The New Zealand dollar recovered its losses from yesterday – when the Reserve Bank confirmed it intervened in foreign exchange markets – after jobs data on both sides of the Tasman beat expectations, stoking confidence in the Australasian economies.
The kiwi rose to 84.56 US cents at 5pm in Wellington from 83.85 cents at 8am and 83.97 cents yesterday. The Australian dollar rose to $US1.0233 from $US1.0186 yesterday.
New Zealand's jobless rate fell 0.6 of a percentage point to 6.2 percent in the March quarter, according to Statistics NZ, beating the 6.8 percent expected in a Reuters survey of economists, and Australia's unemployment rate of 5.5 percent in April was just below expectations.
The better than expected labour data underpinned gains in the trans-Tasman economies, with the jobs markets in both nations showing signs of strain in recent months.
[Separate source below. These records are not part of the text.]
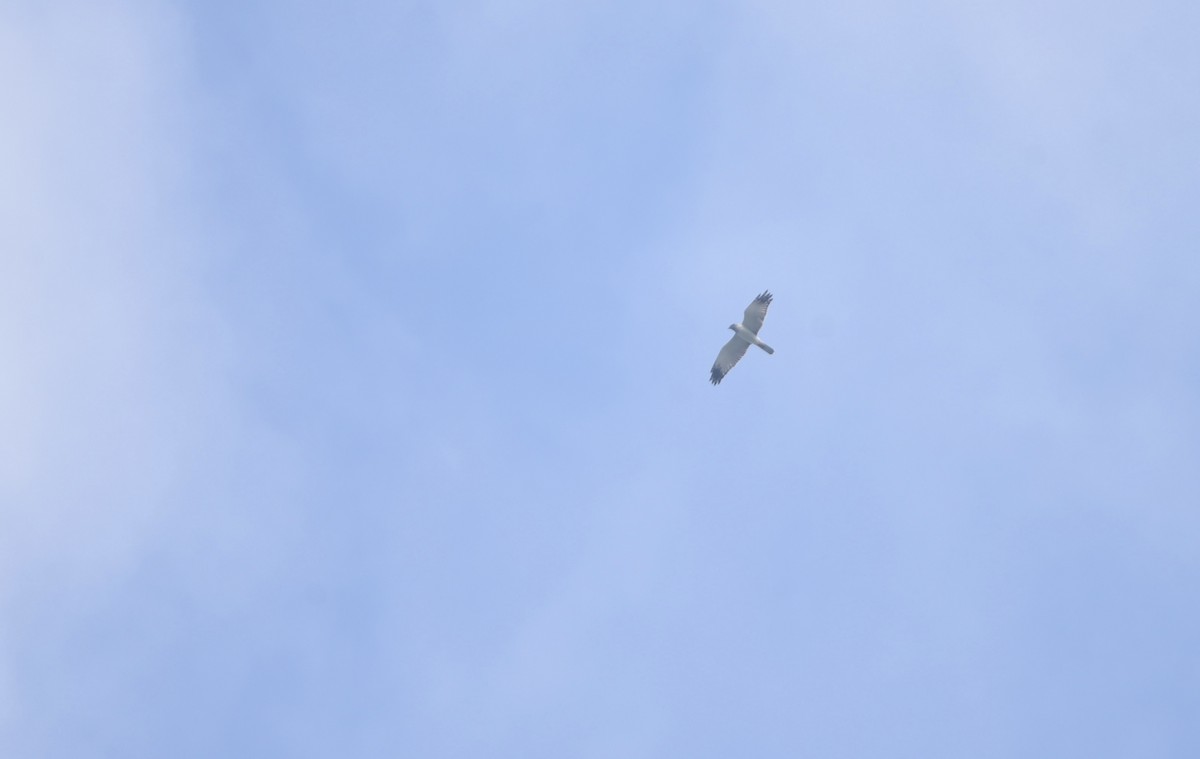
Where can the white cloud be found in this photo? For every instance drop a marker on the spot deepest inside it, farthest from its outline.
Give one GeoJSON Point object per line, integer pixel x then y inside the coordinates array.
{"type": "Point", "coordinates": [114, 354]}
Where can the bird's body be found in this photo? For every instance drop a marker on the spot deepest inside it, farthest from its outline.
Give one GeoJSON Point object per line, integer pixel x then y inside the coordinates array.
{"type": "Point", "coordinates": [744, 335]}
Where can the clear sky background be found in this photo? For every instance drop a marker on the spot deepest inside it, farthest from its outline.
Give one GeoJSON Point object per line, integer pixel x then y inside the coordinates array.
{"type": "Point", "coordinates": [354, 393]}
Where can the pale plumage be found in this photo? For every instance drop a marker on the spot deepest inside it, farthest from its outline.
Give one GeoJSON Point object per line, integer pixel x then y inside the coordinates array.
{"type": "Point", "coordinates": [744, 334]}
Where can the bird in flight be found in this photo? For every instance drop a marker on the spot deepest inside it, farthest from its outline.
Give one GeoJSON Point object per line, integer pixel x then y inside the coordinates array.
{"type": "Point", "coordinates": [743, 335]}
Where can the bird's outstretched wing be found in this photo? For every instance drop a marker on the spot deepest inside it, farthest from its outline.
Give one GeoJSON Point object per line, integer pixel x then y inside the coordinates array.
{"type": "Point", "coordinates": [729, 356]}
{"type": "Point", "coordinates": [756, 312]}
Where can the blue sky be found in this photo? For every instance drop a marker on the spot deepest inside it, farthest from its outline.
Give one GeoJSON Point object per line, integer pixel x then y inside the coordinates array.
{"type": "Point", "coordinates": [355, 356]}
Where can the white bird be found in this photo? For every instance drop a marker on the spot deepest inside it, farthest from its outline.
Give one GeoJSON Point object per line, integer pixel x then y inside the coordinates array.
{"type": "Point", "coordinates": [743, 335]}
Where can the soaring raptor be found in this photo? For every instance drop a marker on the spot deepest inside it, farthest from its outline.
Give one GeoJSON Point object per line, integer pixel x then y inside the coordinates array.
{"type": "Point", "coordinates": [743, 335]}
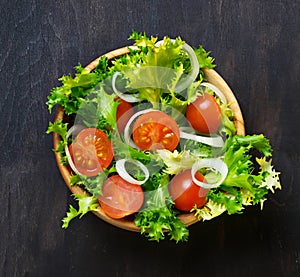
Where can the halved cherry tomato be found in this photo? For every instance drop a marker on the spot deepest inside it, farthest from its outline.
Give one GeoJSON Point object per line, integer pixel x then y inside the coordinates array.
{"type": "Point", "coordinates": [156, 130]}
{"type": "Point", "coordinates": [185, 193]}
{"type": "Point", "coordinates": [120, 198]}
{"type": "Point", "coordinates": [124, 113]}
{"type": "Point", "coordinates": [204, 114]}
{"type": "Point", "coordinates": [91, 151]}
The New Zealand unemployment rate "will be a surprise to the Reserve Bank", which was forecasting 6.7 percent in the 2013 March quarter, says Imre Speizer, market strategist at Westpac Banking Corp in Auckland. "The kiwi is still in the wider uptrend between 82.50 US cents and 87 cents, though I still favour it testing 82.50 over the next."
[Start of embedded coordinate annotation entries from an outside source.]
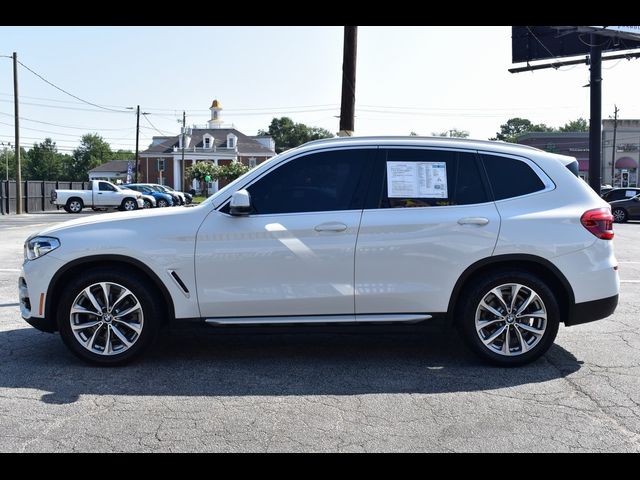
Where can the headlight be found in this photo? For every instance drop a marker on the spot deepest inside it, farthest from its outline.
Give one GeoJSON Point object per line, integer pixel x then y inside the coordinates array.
{"type": "Point", "coordinates": [37, 246]}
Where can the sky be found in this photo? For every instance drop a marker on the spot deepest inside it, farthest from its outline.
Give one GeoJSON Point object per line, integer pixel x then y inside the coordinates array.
{"type": "Point", "coordinates": [409, 79]}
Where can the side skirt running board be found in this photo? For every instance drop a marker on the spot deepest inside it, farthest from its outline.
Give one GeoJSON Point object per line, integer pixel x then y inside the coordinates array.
{"type": "Point", "coordinates": [363, 318]}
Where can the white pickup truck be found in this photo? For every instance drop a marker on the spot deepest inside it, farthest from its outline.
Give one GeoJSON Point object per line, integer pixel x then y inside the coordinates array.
{"type": "Point", "coordinates": [101, 194]}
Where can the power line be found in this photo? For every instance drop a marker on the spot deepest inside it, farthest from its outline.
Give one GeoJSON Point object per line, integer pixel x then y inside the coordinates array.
{"type": "Point", "coordinates": [64, 91]}
{"type": "Point", "coordinates": [154, 127]}
{"type": "Point", "coordinates": [60, 107]}
{"type": "Point", "coordinates": [66, 126]}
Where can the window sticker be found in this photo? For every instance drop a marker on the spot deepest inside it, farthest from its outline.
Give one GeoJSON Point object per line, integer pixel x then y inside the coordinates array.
{"type": "Point", "coordinates": [417, 180]}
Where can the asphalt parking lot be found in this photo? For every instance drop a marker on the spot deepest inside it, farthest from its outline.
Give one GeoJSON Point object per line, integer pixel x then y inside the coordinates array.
{"type": "Point", "coordinates": [320, 389]}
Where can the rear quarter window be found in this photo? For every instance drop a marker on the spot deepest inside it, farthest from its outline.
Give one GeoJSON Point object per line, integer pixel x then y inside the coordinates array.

The jobs data unwound yesterday's drop in the kiwi after Reserve Bank governor Graeme Wheeler told politicians the bank had intervened in foreign exchange markets, which sent the current three-quarters of a cent lower.
Mr Speizer says that was not a proper full intervention, such as when it spent $2.2 billion over two months to trim the top off the kiwi in mid-2007 – rather it was part of its monthly foreign exchange turnover where it can tinker at the margins as part of its regular operations.
The kiwi gained to 82.60 Australian cents from 82.43 cents yesterday and advanced to 83.45 yen from 83.08 yen. It increased to 64.23 euro cents from 64.13 euro cents and rose to 54.40 British pence from 54.28 pence.
The trade-weighted index gained to 77.97 from 77.66 yesterday.